Читать книгу Genetic Analysis of Complex Disease - Группа авторов - Страница 15

It is not enough to define a trait in binary terms, such as the presence or absence of Huntington’s disease or diabetes. In Huntington’s disease, for example, there can be wide variation in the symptoms, with some only psychological or very mild motor disturbances detectable by expert examination, and the age at which these symptoms begin is similarly variable. In diabetes, there are distinct subtypes (insulin‐dependent diabetes mellitus and non‐insulin‐dependent diabetes mellitus) as well as variable age at onset. Additionally, blood glucose levels (a quantitative trait) are strongly associated with diabetes (a qualitative trait) and could be used as a surrogate measure or endophenotype. One critical role of the clinician in study design is to assess the various diagnostic procedures and tools and determine which ones best define a consistent phenotype. Additionally, dissecting genetically complex diseases usually requires large datasets to supply enough power to unravel genetic effects. For this reason, participant ascertainment often extends to multiple sites. It is critical for multi‐site studies to establish consensus diagnostic procedures and criteria and apply them consistently across sites. For example, the establishment of a consensus diagnostic scheme (McKhann et al. 1984) played an important role in a successful complex disease linkage study in late‐onset familial Alzheimer’s disease (Pericak‐Vance et al. 1991) and subsequent identification of the association of Alzheimer’s disease and common variation in the APOE gene (Corder et al. 1993; Corder et al. 1994).

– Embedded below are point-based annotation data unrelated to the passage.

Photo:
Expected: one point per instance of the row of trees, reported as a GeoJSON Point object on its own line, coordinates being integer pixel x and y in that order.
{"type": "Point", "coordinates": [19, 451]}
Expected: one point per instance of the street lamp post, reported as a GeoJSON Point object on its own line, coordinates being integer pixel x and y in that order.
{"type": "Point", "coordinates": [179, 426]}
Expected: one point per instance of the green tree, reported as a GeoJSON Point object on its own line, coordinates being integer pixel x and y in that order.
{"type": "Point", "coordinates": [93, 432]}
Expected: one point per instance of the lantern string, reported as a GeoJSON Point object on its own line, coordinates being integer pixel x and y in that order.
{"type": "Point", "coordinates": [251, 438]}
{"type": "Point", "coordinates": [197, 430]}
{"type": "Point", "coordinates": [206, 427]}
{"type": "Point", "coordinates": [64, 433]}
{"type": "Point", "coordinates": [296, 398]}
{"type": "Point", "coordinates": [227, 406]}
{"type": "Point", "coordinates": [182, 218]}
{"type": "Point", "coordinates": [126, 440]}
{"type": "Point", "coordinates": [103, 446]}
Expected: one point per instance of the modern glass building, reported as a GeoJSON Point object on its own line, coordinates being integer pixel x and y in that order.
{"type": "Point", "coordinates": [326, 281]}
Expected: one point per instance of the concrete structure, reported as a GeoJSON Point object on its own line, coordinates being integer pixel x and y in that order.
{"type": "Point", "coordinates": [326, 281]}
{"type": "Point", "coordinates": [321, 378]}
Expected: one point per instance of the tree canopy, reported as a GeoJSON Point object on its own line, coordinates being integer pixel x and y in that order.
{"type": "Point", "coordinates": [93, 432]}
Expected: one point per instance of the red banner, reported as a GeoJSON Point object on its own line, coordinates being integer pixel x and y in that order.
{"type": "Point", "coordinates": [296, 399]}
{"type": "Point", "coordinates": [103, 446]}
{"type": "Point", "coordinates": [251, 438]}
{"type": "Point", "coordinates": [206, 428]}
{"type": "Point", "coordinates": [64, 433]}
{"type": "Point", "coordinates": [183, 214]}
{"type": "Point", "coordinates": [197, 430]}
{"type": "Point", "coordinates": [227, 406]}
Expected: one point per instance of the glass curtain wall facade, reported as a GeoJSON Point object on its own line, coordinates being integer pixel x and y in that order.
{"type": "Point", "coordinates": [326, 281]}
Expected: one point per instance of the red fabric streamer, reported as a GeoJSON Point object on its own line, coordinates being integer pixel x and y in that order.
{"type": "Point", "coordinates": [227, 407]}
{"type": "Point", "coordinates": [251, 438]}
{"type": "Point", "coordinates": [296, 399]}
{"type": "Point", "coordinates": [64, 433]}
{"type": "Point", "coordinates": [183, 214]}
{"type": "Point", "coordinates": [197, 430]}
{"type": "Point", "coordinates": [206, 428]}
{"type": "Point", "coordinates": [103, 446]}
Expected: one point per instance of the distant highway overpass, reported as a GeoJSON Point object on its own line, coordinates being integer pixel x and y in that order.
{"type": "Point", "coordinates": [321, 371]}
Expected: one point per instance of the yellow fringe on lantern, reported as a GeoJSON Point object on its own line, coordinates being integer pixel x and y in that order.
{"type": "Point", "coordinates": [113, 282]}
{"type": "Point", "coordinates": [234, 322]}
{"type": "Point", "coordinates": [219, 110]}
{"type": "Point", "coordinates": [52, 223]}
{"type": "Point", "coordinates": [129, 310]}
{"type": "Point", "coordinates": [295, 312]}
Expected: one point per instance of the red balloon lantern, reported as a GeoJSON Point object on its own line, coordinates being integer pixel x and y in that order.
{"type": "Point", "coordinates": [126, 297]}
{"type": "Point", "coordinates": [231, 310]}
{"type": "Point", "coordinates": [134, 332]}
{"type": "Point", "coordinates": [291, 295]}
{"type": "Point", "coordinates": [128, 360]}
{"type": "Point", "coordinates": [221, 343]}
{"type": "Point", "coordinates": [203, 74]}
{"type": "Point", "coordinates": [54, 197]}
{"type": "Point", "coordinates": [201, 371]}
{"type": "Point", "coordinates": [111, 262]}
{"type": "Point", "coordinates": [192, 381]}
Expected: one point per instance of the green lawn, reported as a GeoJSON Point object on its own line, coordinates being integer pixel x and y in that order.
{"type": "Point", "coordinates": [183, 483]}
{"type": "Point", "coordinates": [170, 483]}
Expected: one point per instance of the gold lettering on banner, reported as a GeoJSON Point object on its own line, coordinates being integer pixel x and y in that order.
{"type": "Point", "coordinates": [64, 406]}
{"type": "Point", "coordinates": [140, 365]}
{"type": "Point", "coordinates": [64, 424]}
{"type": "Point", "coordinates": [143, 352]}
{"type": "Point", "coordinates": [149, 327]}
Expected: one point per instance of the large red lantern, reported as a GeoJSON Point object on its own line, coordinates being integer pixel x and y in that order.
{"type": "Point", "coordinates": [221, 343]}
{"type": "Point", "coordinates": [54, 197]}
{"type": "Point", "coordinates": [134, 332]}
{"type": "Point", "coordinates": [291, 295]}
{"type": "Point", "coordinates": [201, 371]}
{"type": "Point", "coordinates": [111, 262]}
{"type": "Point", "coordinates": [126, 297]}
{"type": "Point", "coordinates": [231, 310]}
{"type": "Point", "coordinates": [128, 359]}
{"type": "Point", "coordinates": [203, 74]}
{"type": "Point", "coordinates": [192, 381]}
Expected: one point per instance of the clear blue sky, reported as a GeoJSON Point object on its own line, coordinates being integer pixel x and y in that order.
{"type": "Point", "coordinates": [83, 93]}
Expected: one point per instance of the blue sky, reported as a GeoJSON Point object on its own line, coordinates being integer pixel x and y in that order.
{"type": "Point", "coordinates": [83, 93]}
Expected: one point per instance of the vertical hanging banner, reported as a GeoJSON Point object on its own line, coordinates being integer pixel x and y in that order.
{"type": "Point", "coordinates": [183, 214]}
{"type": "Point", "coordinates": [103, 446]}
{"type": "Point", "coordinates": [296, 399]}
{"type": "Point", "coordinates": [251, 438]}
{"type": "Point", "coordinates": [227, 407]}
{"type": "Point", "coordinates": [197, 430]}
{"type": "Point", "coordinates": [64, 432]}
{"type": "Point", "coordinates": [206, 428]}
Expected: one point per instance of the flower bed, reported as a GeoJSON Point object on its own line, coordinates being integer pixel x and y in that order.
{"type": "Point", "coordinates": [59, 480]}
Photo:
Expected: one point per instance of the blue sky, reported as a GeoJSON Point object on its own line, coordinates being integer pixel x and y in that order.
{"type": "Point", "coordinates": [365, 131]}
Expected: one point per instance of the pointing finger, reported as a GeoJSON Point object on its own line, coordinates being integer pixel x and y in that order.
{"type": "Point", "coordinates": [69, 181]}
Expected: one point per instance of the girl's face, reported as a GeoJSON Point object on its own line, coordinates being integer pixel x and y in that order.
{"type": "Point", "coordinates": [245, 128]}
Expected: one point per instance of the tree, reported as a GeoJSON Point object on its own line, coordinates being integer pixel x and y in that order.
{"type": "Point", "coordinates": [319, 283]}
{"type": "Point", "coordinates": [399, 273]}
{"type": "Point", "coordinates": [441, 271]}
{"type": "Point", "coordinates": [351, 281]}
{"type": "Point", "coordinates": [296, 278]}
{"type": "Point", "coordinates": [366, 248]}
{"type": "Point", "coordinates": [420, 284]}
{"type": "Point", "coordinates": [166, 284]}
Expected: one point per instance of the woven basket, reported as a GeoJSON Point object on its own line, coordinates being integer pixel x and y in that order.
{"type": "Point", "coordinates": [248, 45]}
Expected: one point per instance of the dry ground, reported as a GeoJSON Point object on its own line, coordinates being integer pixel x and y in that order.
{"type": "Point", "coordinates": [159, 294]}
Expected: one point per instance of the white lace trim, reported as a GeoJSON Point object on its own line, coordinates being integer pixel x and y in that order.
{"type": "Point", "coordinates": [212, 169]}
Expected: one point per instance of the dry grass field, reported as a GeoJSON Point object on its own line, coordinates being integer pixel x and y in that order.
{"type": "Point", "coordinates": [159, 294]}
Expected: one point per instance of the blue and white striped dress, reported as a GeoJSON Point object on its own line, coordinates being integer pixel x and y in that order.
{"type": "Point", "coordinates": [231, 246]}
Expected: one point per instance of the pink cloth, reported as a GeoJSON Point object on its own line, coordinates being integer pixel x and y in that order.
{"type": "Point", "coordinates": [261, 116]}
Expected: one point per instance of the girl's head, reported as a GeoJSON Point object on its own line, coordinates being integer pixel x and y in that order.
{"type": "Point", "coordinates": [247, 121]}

The phenotype assignment must be done in a rigorously consistent fashion. Even a small rate of phenotype error might alter analytic results – in some cases leading to false‐positive results and in others to false‐negative results. Thus, which data will be used to assign the trait status must be carefully determined. Must detailed clinical records of an examination specifically addressing the phenotype be obtained and reviewed for consistency on every participant? Is the self‐report of a participant or a participant’s relative sufficient? Is a note documenting a diagnosis (but no examination findings) from a medical record adequate? Or is direct examination of every participant using a standardized research protocol required? Additionally, investigators must consider whether to collect additional biomarker data (e.g. antibody titers, protein assays) or clinical tests (e.g. electroencephalogram, electrocardiogram, magnetic resonance imaging) that might correlate with the trait of interest. The goal of the phenotyping protocol is to standardize procedures, minimize error in determining the phenotype, and maximize the power of the dataset to detect genes underlying the trait.